It is normal for parents to have high expectations for their child’s development, which is normal and healthy, but there is no absolute certainty, just as there is no way to prevent a child from being born with special physical or mental needs. He says he is developing normally.

Although it is very important to be warned in the first years of life, we should not forget that it is important to have regular check-ups during pregnancy and childbirth. Child neurologists point out that there are some neurological conditions where early detection provides more appropriate treatment and a better prognosis for the child’s future and development.

It is done through Child Neurology, a medical specialty responsible for preventing, diagnosing and treating all pathologies and disorders affecting the central nervous system and peripheral nerves (brain, spinal cord and all peripheral nerves) from pregnancy to adolescence. In most cases (due to timely diagnosis) it prevents or stops the progression of neurological damage.

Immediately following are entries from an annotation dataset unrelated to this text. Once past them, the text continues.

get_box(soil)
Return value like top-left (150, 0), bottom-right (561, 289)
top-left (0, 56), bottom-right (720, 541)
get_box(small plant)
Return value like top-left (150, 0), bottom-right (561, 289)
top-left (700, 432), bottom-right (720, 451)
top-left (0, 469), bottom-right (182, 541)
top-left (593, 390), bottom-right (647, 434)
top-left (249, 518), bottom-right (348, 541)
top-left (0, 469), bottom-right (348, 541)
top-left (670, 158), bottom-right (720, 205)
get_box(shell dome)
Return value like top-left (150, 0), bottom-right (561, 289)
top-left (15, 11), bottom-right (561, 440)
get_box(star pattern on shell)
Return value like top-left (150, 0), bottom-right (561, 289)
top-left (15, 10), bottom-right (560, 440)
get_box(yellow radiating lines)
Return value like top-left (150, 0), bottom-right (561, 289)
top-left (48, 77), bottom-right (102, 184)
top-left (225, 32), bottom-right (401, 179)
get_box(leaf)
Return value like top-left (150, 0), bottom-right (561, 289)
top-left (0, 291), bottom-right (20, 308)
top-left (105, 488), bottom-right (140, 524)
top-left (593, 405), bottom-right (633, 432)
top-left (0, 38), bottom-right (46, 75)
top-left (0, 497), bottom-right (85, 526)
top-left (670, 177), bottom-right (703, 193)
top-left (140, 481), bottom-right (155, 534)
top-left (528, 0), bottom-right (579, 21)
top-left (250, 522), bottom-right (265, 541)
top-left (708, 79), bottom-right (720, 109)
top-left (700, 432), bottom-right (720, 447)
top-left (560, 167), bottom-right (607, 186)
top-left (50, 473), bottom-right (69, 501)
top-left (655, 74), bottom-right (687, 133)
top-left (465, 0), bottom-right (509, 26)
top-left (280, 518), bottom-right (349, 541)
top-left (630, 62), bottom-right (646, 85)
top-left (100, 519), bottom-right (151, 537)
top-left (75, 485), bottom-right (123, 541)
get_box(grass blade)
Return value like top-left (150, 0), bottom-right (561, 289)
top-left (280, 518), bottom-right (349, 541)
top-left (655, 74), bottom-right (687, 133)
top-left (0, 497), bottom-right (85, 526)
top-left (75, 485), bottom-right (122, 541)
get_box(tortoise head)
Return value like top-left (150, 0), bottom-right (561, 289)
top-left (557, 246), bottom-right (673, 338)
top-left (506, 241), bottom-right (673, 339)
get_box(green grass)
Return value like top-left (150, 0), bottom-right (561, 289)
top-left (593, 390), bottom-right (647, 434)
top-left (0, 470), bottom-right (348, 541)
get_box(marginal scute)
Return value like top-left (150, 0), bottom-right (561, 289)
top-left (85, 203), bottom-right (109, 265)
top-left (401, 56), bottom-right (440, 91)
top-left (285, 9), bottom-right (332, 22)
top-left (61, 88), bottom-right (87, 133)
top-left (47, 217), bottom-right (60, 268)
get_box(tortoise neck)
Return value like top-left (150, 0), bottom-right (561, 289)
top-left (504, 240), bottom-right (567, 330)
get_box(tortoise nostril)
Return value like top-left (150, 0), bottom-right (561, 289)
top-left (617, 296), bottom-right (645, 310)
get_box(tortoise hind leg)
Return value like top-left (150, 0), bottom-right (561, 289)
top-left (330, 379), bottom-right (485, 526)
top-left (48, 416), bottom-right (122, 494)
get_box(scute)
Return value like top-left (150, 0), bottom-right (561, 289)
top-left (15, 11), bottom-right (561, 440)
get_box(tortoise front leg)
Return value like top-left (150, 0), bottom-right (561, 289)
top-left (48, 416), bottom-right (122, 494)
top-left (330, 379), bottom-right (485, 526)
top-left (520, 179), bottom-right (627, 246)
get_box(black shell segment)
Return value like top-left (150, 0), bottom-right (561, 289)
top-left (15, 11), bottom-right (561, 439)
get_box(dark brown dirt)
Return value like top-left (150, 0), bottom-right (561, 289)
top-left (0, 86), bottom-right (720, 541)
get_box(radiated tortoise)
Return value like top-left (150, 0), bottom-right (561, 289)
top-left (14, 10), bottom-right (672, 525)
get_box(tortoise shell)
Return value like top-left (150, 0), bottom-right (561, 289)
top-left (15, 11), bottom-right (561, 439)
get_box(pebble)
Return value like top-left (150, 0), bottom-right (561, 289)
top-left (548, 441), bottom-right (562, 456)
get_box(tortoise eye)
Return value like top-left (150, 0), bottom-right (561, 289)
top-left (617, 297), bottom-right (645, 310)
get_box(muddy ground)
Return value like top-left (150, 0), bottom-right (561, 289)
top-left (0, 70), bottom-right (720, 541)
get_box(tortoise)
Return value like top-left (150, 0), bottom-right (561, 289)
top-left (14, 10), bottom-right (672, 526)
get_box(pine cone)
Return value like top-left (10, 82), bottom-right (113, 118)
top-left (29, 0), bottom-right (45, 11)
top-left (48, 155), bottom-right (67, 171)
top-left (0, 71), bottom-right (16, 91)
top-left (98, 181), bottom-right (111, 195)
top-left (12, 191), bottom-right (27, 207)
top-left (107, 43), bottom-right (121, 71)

Which Children Should Be Evaluated by a Neurologist?

  • Premature child because this child is at higher neurological risk.
  • Child present at birth: hypoxic ischemic encephalopathy, neonatal seizures, brachial palsy, facial palsy, apneas, or congenital infections.
  • A child with delayed psychomotor development, for example, unable to hold his head at three months of age, unable to sit at six months, unable to walk at 14 months, unable to speak words or understand simple commands after the first year of life.
  • The child who cannot establish a suitable sleep pattern.
  • The child who does not communicate well or establish emotional bonds is extremely irritable.
  • A child who has lost some of the functions he acquired in his development or has stopped in his development.
  • Very soft child who takes abnormal postures.
  • A child who does not show an appropriate growth pattern in terms of weight, height and head circumference.
  • A child with language delay, poor vocabulary, poor pronunciation, and difficulty understanding commands.
  • Child showing poor school performance, school refusal.
  • Child complaining of headache or vertigo.
  • The child with gait disturbance often falls, gets tired very quickly, or has muscle weakness.
  • The clumsy motor boy who drops things doesn’t get hung up on anything.
  • The lost child.
  • Boy with tics.
  • A child with a febrile or non-febrile seizure.
  • Child showing a change in his usual behavior.
  • Child carrier of congenital malformations, genetic syndromes or metabolic diseases.
  • Child with cerebral palsy.

Pediatric Neurology Field of Study

  • Epilepsy
  • Sleeping disorders
  • Headache
  • Attention Deficit Syndrome with or without Hyperactivity
  • neuromuscular diseases
  • Cerebrovascular diseases
  • Psychomotor and language development
  • learn the difficulties
  • neurorehabilitation
  • head injuries
  • Spine and spinal cord diseases

Diagnosis and Treatment Alternatives

Care begins with a neurological diagnosis and continues with the follow-up of therapeutic actions and family orientation aimed at creating the best living conditions and social integration for the patient.

The Pediatric Neurology Service offers all current developments in the diagnosis process of nervous system diseases, which are added to the developments in neurophysiology, neuroimaging (static and functional), genetics, molecular biology and deepening the neurochemical knowledge of the brain, into the service of patient care. It functions with a comprehensive approach to the person and his family.